What if your next career move wasn’t about climbing the ladder—but making real progress toward a life of purpose?
In this episode of Leveraging Thought Leadership, host Peter Winick sits down with Michael Horn—author, speaker, and co-founder of the Clayton Christensen Institute for Disruptive Innovation —to explore how thought leadership can transform education, careers, and the way we make big life decisions.
Michael has spent decades applying the “Jobs to Be Done” framework—originally developed by Clayton Christensen—to help individuals and organizations rethink their goals. He’s worked alongside entrepreneurs, university presidents, and innovators who are reshaping the future of learning and work. His latest book, “Job Moves: 9 Steps for Making Progress in Your Career”, takes this powerful research and makes it personal—helping people make smarter, more fulfilling choices.
We dig into how ideas evolve beyond their original intent. Christensen’s theory of disruptive innovation started with disk drives, yet found its way into steel mills, education, and now career design. Michael shares how “Jobs to Be Done” is following a similar path, expanding from product design into deeply human territory—helping people identify the real motivations driving their decisions.
We also tackle the big shifts in higher education. From universities facing demographic cliffs to the innovators thriving in the post-COVID landscape, Michael offers an unflinching look at what it takes for institutions to adapt—or be left behind. His insights bridge the gap between theory and practice, showing how thought leadership can both diagnose challenges and drive measurable change.
This conversation is a masterclass in taking a proven idea, reimagining its applications, and building influence by serving a market that’s ready for transformation. Whether you’re leading an organization, shaping public policy, or charting your own next move, Michael’s approach offers a blueprint for progress.
Three Key Takeaways
- Decades of consulting experience can be distilled into a compelling book that captures proven strategies, lessons learned, and actionable insights for a targeted audience.

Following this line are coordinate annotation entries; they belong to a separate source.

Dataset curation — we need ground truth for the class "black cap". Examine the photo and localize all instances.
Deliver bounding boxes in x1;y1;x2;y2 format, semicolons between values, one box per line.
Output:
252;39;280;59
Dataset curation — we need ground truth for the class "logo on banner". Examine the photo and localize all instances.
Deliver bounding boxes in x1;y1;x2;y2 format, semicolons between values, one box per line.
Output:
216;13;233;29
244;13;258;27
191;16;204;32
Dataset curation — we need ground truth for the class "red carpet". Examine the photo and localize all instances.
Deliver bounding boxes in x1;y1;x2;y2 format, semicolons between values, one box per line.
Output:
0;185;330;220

- Translating expertise into thought leadership requires transforming complex, insider knowledge into clear, engaging narratives that resonate beyond your immediate industry.

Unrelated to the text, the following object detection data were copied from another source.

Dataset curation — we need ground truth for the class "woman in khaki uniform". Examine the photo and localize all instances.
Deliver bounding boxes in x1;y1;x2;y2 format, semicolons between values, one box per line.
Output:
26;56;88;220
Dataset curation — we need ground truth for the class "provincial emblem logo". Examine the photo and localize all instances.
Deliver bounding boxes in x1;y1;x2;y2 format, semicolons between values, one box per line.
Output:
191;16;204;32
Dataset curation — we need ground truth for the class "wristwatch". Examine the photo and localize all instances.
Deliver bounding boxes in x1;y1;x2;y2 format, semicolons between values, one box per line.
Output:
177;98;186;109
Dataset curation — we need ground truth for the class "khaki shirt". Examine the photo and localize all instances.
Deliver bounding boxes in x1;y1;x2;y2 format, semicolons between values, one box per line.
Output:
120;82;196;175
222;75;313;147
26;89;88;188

- A well-crafted book serves as a strategic asset, building credibility, expanding reach, and opening doors to new opportunities and revenue streams.
If you enjoyed hearing Michael Horn unpack how big ideas like Jobs to Be Done can move from theory into real-world impact, you’ll want to keep the momentum going with Liz Wiseman’s episode, Taking Thought Leadership from Page to Practice.

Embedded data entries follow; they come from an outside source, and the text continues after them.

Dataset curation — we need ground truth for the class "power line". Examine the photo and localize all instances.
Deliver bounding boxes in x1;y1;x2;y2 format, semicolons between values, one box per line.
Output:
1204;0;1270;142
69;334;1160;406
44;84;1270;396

Both conversations dive into the art of translating deep expertise into actionable strategies that resonate beyond your immediate circle. Michael explored how to adapt proven frameworks to education, careers, and personal decisions. Liz builds on that by showing how to make your thought leadership stick—turning insights into tangible change within organizations.
By listening to both episodes, you’ll gain a powerful one-two punch: Michael’s perspective on expanding the reach of great ideas, and Liz’s blueprint for ensuring those ideas drive real, measurable results. Together, they’ll give you fresh tools to move your own thought leadership from inspiration to implementation.
Transcript
Peter Winick And welcome, welcome, Welcome. This is Peter Winick. I’m the founder and CEO at Thought Leadership Leverage, and you’re joining us on the podcast, which is Leveraging Thought Leadership. Today, my guest is Michael Horn. He strives to create a world in which all individuals can build their passions, fulfill their potential, and live a life of purpose through his writing, speaking, and work with a portfolio of educational organizations. He’s the author of several books, probably the most notable is Job Moves, Nine Steps for Making Progress in your career. He’s the co-founder and a distinguished fellow at the Clay Christian Institute for disruptive innovation, and he’s done, I’ll give you the shorthand, a bunch of other amazing and cool stuff. So you could look that up yourself. I want to, I’m, I mean, you’re to dive in. So welcome Michael. How are you?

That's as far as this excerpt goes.